The Selfish Gene – Part 2

<< Previous in this Series: Part 1 (Chapters 1 through 3)

Continuing to blog an unfairly brief summary of each chapter in Richard Dawkins’ famous book, The Selfish Gene

Chapter 4 – The Gene Machine

To promote their survival, genes have engineered bodies. They control their bodies much like a computer programmer controls a chess game through his software: he builds in some behaviors that he hopes will lead to victory, but he cannot affect every move.

A chess program appears to behave purposefully, but it is not as conscious as it seems. Bodies are only purposeful in the same sense. Still, such behavior is indistinguishable from what some would call “real” purpose, so what’s the difference? (I have blogged about this before, in the series on artificial consciousness.)

Chapter 5 – Aggression: stability and the selfish machine

It is naive to think that “survival of the fittest” means survival of the most aggressive and ruthless. Game theory demonstrates that constant aggression can expend too much energy relative to the reward. Unvarying pacifism will also be punished. The strategies that we observe in nature, such as “cooperation unless provoked,” are smarter.

As genes mutate, the ones that stumble upon ways to program their hosts for smart behavior will flourish.

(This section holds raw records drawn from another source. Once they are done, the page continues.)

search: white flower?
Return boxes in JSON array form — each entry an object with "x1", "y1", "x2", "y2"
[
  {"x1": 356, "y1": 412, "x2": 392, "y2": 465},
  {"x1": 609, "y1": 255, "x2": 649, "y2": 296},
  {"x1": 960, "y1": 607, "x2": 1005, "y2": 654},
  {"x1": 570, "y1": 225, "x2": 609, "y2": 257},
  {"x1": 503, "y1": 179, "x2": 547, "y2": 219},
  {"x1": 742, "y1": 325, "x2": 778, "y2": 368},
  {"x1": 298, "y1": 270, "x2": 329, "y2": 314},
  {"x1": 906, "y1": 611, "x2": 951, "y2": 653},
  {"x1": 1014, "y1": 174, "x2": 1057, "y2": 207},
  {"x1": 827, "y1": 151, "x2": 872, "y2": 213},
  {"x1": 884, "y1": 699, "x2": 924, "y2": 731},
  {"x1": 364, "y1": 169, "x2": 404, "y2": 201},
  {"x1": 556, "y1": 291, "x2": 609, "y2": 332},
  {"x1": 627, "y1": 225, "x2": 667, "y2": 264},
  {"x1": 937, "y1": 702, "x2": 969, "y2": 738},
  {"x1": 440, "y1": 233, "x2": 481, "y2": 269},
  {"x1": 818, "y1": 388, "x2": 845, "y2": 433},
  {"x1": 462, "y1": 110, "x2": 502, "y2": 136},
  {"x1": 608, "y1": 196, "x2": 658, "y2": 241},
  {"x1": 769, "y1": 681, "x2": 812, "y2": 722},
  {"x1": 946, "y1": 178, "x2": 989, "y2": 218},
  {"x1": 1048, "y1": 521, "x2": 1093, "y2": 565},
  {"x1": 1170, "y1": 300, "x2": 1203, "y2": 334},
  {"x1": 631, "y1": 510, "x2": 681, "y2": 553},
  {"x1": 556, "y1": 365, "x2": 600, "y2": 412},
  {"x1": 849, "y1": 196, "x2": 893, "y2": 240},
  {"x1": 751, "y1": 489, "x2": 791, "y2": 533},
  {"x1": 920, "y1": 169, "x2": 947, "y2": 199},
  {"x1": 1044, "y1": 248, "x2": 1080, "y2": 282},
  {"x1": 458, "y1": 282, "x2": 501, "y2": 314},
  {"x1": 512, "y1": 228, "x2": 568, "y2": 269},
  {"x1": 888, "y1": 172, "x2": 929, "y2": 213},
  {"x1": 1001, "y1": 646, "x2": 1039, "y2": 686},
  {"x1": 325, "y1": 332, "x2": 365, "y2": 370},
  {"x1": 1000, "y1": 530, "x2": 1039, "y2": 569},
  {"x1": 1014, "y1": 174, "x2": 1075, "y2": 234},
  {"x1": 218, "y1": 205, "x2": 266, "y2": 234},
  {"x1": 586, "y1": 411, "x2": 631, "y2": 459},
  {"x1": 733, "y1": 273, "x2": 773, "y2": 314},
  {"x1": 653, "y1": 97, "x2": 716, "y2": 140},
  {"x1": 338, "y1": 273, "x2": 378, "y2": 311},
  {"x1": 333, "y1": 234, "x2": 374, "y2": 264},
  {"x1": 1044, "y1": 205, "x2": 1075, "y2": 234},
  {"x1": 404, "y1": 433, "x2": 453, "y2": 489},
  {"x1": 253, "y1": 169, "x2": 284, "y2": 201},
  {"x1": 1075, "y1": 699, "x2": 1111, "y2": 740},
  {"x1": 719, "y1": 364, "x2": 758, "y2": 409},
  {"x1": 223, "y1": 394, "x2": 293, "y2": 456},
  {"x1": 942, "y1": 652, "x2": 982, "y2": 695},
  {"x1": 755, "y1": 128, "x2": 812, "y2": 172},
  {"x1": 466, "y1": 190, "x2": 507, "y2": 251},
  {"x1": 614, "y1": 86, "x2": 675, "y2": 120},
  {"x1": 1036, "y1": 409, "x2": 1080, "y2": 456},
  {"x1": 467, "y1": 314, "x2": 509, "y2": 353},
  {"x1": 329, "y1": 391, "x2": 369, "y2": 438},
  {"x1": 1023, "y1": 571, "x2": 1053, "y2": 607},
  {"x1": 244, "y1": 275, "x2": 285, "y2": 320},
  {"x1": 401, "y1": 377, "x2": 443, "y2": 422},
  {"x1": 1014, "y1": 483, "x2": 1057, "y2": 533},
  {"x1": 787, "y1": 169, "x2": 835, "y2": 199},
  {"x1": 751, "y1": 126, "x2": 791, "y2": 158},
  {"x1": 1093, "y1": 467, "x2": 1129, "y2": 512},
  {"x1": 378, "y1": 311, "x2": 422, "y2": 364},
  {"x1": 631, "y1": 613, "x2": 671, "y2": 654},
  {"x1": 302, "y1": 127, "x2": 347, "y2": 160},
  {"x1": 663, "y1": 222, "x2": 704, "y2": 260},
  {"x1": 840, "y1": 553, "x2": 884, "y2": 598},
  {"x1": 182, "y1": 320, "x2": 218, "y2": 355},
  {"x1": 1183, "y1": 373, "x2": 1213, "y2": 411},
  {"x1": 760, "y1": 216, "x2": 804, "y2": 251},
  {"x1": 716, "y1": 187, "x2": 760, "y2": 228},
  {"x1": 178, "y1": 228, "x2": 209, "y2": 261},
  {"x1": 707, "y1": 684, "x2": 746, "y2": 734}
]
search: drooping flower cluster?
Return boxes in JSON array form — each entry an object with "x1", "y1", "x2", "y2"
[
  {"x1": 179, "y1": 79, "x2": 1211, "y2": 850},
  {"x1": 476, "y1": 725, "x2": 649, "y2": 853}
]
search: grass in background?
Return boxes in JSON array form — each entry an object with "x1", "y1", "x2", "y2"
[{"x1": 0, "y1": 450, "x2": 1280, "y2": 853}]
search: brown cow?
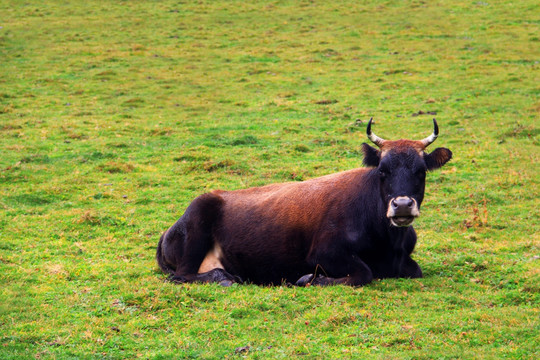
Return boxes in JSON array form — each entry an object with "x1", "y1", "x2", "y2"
[{"x1": 157, "y1": 119, "x2": 452, "y2": 286}]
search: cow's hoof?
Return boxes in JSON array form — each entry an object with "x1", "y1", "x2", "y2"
[{"x1": 295, "y1": 274, "x2": 314, "y2": 286}]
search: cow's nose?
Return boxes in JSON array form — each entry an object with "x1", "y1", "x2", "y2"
[{"x1": 391, "y1": 196, "x2": 414, "y2": 216}]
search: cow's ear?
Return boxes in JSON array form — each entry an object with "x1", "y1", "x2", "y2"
[
  {"x1": 424, "y1": 148, "x2": 452, "y2": 170},
  {"x1": 362, "y1": 143, "x2": 381, "y2": 167}
]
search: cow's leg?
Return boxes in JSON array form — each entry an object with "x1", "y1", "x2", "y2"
[
  {"x1": 169, "y1": 268, "x2": 242, "y2": 286},
  {"x1": 398, "y1": 227, "x2": 422, "y2": 278},
  {"x1": 296, "y1": 252, "x2": 373, "y2": 286}
]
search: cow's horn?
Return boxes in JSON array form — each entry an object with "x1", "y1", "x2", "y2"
[
  {"x1": 366, "y1": 118, "x2": 386, "y2": 147},
  {"x1": 421, "y1": 119, "x2": 439, "y2": 148}
]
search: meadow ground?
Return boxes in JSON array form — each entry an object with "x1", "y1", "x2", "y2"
[{"x1": 0, "y1": 0, "x2": 540, "y2": 359}]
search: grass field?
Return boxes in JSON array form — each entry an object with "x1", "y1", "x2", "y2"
[{"x1": 0, "y1": 0, "x2": 540, "y2": 359}]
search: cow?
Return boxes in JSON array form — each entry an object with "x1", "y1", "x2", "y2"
[{"x1": 156, "y1": 119, "x2": 452, "y2": 286}]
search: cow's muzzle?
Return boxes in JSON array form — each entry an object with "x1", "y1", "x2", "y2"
[{"x1": 386, "y1": 196, "x2": 420, "y2": 226}]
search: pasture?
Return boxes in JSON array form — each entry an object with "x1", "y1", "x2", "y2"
[{"x1": 0, "y1": 0, "x2": 540, "y2": 359}]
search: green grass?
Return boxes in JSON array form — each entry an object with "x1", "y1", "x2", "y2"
[{"x1": 0, "y1": 0, "x2": 540, "y2": 359}]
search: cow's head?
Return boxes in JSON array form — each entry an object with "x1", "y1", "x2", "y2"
[{"x1": 362, "y1": 119, "x2": 452, "y2": 226}]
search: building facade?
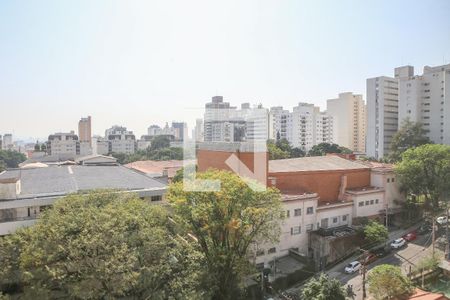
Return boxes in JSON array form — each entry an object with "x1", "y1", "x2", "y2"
[
  {"x1": 327, "y1": 92, "x2": 366, "y2": 153},
  {"x1": 396, "y1": 64, "x2": 450, "y2": 145},
  {"x1": 78, "y1": 116, "x2": 92, "y2": 146},
  {"x1": 47, "y1": 131, "x2": 80, "y2": 157},
  {"x1": 106, "y1": 125, "x2": 137, "y2": 154},
  {"x1": 366, "y1": 76, "x2": 398, "y2": 159}
]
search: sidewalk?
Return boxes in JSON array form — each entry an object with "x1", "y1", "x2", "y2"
[{"x1": 325, "y1": 223, "x2": 420, "y2": 278}]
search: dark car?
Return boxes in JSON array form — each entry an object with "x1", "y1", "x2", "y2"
[
  {"x1": 403, "y1": 231, "x2": 417, "y2": 242},
  {"x1": 417, "y1": 223, "x2": 432, "y2": 234},
  {"x1": 372, "y1": 246, "x2": 392, "y2": 257}
]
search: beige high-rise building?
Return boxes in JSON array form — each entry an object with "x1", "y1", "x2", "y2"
[
  {"x1": 78, "y1": 116, "x2": 92, "y2": 147},
  {"x1": 327, "y1": 92, "x2": 367, "y2": 153}
]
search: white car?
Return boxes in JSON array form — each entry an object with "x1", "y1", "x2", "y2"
[
  {"x1": 344, "y1": 261, "x2": 361, "y2": 274},
  {"x1": 436, "y1": 217, "x2": 447, "y2": 225},
  {"x1": 391, "y1": 238, "x2": 406, "y2": 249}
]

Those that program either hyper-aggressive behavior that invites retaliation, or wimpy behavior that is taken advantage of, will be at an evolutionary disadvantage.

Chapter 6 – Genesmanship

When we say that the unit of evolution is the gene, we do not mean one particular copy of the gene, but all copies. If I have three children, and each one’s genes are half mine, it pays for me to sacrifice my life for their sake. I save one and a half copies of my genes while sacrificing only one copy. Even if I have only one child, it might still pay, for that child has a longer reproductive future than I do. It might even pay to save several more-distant relatives, who each carry a smaller fraction of my genes.

Of course, we usually have neither the time nor the training to perform such calculations. Compounding the difficulty, we don’t always know who has our genes and who doesn’t.

However, we have apparently evolved rules-of-thumb, for this calculated altruism is exactly what we observe. Even though we think we believe that “all men are brothers” the reality is that we are more altruistic toward our real brothers than toward people of different nations or races.